Under these conditions (each of which being utterly unrealistic in its own way), a 128-bit key cracking effort could be imagined.

But this is far beyond the point where the notion of "dollar" makes any sense. The dollar is a currency: a conventional representation of "values", that people give to each other under the assumption that they could convert it back to tangible objects or services as they wish. So there is no possible notion of dollar when the sum far exceeds the total worth of what can ever be bought on Earth. The Gross World Product is, as of 2011, somewhere between 60 and 80 trillions of dollars: it depends a lot on what dollar you use as basis and how you try to map that on "purchase power". The point is that there is no meaningful notion of dollar beyond about $8*10^{13}$.

If you follow @mikeazo argument (450\$ of energy consumption per machine and per year, where one machine can try about $3.2*10^{21}$ keys per year), then the GWD, converted entirely in energy, would allow for $2.5*10^{35}$ keys to be tried, i.e. a space of 118 bits or so. A 128-bit key space is 1024 times harder than that. Also, this assumes that everything produced on Earth can be reduced to energy with the same efficiency than the most competitive coal plants, which is a bit optimistic because GWD includes a lot of things which are not energy-convertible, such as artistic creations: how exactly would you make electricity out of, say, a song ? Moreover, all the energy invested in the computation becomes, ultimately, heat, so there could be some climatic consequences, as in "the Earth is cooked".

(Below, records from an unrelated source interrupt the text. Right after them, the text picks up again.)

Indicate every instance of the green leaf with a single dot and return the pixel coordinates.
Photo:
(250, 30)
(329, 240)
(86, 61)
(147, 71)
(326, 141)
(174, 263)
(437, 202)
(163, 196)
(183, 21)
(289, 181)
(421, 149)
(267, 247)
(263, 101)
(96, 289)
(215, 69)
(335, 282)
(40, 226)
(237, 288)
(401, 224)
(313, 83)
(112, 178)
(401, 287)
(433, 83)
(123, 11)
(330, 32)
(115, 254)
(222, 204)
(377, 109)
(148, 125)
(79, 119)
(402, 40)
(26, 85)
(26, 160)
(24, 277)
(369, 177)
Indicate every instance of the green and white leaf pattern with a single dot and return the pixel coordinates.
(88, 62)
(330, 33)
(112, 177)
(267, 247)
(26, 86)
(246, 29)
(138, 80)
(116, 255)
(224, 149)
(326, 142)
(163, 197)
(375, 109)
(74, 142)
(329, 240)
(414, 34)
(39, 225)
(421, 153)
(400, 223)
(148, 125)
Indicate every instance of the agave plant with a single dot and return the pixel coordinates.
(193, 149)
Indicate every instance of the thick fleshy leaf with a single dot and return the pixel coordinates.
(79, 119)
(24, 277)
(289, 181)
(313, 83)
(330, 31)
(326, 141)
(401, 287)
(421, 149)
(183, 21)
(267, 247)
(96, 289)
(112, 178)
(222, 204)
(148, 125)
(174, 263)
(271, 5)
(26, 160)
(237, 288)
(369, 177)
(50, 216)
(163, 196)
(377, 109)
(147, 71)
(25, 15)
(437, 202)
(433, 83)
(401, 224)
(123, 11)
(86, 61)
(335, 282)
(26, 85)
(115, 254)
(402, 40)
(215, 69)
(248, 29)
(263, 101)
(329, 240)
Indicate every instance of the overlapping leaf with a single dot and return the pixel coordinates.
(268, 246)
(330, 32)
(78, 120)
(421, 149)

To sum up: even if you use all the dollars in the World (including the dollars which do not exist, such as accumulated debts) and fry the whole planet in the process, you can barely do 1/1000th of an exhaustive key search on 128-bit keys. So this will not happen. And a 256-bit key search is about 340 billions of billions of billions of billions times harder than a 128-bit key search, so don't even think about it.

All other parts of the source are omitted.